If you like the look, most luthiers use something called ZPoxy that you get from luthier's supply houses. It works great. However, I have also had very good results using 5-minute epoxy and also with West Systems.


----------



## DanLyke (Feb 8, 2007)

I hit my Mahogany with a thinned layer of shellac to seal it before I fill it.


----------



## Byron (Nov 19, 2011)

there's a great "how to" on filling on http://www.milburnguitars.com/fpgraincontents.html
its part of their french polishing tutorial


----------



## GPDMTR25 (Jun 21, 2010)

Well I ended up filling the wood. The problem I was having was the filler was staining the wood even though I had covered it with shellac first but I wasn't using enough shellac to protect the wood. I was cutting the shellac to much so I used a 2 pound cut and 2 or 3 layers to fully protect the wood.

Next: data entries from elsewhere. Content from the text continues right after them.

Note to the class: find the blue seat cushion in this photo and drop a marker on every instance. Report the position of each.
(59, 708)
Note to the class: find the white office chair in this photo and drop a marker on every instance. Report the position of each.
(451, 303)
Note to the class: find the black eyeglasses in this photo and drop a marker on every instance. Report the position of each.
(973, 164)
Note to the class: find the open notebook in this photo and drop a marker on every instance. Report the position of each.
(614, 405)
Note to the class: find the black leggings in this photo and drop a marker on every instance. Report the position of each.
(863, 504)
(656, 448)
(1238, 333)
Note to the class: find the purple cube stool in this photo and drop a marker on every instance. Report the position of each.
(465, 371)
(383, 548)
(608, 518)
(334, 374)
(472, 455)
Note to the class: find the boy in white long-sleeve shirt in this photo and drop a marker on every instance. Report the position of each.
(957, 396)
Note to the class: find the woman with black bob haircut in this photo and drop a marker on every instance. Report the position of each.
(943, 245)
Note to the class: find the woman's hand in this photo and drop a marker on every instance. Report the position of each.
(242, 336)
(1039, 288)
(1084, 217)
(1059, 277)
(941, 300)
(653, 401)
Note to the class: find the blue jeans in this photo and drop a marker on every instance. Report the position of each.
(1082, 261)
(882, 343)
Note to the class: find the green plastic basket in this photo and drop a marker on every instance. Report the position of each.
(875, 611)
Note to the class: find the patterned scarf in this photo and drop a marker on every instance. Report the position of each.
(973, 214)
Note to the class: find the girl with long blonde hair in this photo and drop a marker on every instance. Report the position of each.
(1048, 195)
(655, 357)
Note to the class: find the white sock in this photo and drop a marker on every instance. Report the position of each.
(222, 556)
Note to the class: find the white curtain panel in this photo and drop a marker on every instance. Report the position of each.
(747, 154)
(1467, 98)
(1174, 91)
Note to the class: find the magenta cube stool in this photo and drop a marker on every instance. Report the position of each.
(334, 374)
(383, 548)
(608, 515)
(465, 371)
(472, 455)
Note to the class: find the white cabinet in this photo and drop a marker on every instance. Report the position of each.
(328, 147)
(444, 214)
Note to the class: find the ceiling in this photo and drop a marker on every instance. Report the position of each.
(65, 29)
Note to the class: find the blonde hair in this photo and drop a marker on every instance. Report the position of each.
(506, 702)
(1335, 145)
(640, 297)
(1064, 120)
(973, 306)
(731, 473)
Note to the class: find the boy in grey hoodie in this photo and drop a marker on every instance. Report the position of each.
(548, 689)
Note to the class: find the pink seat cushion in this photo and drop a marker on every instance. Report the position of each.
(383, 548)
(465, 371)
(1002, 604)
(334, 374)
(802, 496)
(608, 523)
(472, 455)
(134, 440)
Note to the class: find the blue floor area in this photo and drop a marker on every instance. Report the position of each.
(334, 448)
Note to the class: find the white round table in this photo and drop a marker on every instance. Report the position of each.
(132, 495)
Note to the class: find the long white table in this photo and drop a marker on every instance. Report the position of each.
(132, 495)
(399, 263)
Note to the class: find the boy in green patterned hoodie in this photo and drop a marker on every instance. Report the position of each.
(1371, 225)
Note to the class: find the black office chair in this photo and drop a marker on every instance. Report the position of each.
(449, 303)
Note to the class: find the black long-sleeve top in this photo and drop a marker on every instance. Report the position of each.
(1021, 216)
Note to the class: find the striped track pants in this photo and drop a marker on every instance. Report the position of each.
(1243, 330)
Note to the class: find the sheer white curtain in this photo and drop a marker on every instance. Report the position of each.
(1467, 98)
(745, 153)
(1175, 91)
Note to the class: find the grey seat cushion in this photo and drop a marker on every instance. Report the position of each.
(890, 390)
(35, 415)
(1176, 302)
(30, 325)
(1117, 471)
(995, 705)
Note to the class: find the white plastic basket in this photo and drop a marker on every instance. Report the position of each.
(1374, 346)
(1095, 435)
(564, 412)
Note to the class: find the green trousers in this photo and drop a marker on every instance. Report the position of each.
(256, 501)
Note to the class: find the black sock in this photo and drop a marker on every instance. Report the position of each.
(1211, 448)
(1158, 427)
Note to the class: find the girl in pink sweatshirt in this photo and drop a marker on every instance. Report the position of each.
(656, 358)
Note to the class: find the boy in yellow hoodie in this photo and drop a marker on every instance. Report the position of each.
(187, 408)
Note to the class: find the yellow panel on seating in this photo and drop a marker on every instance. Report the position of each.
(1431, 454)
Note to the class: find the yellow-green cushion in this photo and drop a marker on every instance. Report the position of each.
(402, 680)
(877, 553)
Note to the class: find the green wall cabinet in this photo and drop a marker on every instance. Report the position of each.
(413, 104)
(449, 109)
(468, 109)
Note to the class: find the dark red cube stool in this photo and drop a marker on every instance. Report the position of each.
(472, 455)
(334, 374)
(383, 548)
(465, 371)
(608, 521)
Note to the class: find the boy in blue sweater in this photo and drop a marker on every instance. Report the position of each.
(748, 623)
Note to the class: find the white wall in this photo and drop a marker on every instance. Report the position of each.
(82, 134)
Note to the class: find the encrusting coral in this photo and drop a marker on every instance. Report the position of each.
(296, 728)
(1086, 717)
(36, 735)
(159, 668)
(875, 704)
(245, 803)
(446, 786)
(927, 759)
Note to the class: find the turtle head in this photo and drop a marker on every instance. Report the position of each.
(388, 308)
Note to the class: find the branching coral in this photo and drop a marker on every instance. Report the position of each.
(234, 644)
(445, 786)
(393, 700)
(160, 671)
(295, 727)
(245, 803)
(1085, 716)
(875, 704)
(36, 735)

I used behlen's mahogany wood filler and it worked great. I filled it twice then I sprayed shellac with my new sprayer from woodcraft. I sprayed 5 coats on because it was put on very thin then I then sprayed 3 coats of rockhard table top varish that was cut 50%. The top came out looking very very nice. I'm amazed how nice it looks. The shellac staph was easy because it dries so fast but with the varnish you need a cleaning environment because it take 3 hours until stuff won't stick on it.

I'm currently out of the country but when I return I'll add the finishing and filling photos to my TV stand blog.
Kelby, I might try your idea on another project. I didn't want to sand to much on this project and i didn't read your idea until after i had already filled it, but I like the idea.

Thanks everyone! 
Angela


----------